Molinaro, a former mayor, county legislator, NYS Assemblyman, and current Dutchess County Executive, told the audience gathered at the Culinary Institute that Albany is not business or consumer friendly but, through local partnerships, Dutchess County is doing its part to reverse that. He credited the Th!nk Dutchess Alliance for $3.2 billion in major investments for projects under development in fields such as healthcare, housing, and high-tech manufacturing.

Molinaro, rumored to be a potential challenger of Cuomo's in 2018, presented his vision to make what he calls the "Dutchess County family" healthier, safer, and stronger through expanded intervention programs, a new justice and transition center, and developing a universally accessible park for use by people of all abilities.
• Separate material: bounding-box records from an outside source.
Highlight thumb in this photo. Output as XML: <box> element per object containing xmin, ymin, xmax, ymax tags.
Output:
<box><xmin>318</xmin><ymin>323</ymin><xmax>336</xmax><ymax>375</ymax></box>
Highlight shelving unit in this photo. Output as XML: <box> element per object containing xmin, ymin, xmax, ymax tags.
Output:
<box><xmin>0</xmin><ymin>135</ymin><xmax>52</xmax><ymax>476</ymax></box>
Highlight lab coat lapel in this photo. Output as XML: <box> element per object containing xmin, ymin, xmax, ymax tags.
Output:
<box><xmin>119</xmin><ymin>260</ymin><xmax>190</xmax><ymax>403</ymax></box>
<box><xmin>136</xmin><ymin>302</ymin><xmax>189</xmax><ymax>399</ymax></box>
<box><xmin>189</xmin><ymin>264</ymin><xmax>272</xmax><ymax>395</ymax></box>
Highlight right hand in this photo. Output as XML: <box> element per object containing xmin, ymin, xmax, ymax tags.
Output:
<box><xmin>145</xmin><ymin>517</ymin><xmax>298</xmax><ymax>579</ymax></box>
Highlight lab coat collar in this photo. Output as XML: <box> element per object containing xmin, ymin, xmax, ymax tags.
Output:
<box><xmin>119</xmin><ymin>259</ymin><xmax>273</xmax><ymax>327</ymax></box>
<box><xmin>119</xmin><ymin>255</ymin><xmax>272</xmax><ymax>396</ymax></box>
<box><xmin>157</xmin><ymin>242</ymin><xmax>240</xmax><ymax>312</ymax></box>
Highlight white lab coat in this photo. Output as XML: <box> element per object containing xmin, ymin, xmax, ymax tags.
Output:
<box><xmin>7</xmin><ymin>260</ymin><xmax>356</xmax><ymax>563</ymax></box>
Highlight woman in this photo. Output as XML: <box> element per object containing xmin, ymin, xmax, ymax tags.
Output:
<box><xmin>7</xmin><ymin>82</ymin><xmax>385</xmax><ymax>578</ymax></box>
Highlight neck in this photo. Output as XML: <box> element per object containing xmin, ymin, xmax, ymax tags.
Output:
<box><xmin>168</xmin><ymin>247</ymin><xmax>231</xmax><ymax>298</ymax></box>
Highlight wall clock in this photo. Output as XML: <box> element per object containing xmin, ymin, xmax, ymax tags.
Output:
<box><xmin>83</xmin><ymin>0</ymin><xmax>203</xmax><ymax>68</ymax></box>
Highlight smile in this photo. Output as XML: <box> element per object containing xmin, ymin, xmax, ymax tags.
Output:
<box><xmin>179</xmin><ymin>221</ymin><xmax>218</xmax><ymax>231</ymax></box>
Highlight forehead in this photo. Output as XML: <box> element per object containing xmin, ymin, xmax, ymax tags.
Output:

Education was a topic that where Molinaro presented an improvement consisting of a larger financial commitment to Dutchess Community College for 2018. The county executive is proposing an additional $1 million for 2018.

This was an area that he criticized Albany by saying, "if New York has the resources to provide new tuition assistance, it should first make good on its funding obligation to community colleges; that’s nearly $7 million to DCC, equal to the tuition of nearly 2,000 students. And, contrary to state law, Albany mandates that County taxpayers cover the cost for Manhattan’s Fashion Institute of Technology, costing Dutchess County taxpayers $1 million annually. This, too, should end!"

Dutchess County has a "Shared Services" program which encourages the towns, cities, and villages to work together to save money. The program existed locally for a few years before Governor Cuomo recently proposed that it be required of local governments.

Molinaro also took exception to the governor's proposal by saying, "Making government more efficient and effective results in better services, less spending and greater benefit to taxpayers. Having spent every day of my adult life making government work for the people it serves, I know that we don’t need the State of New York or our Governor imposing on us, lecturing us, and mandating we spend your hard-earned dollars on massive state programs we have limited ability to change. As noted by the New York State Association of Counties, 'We are willing to be the State’s partner, but we will not be their scapegoat.'”

The full text of the 2017 State of the County address can be found at Dutchess County's website.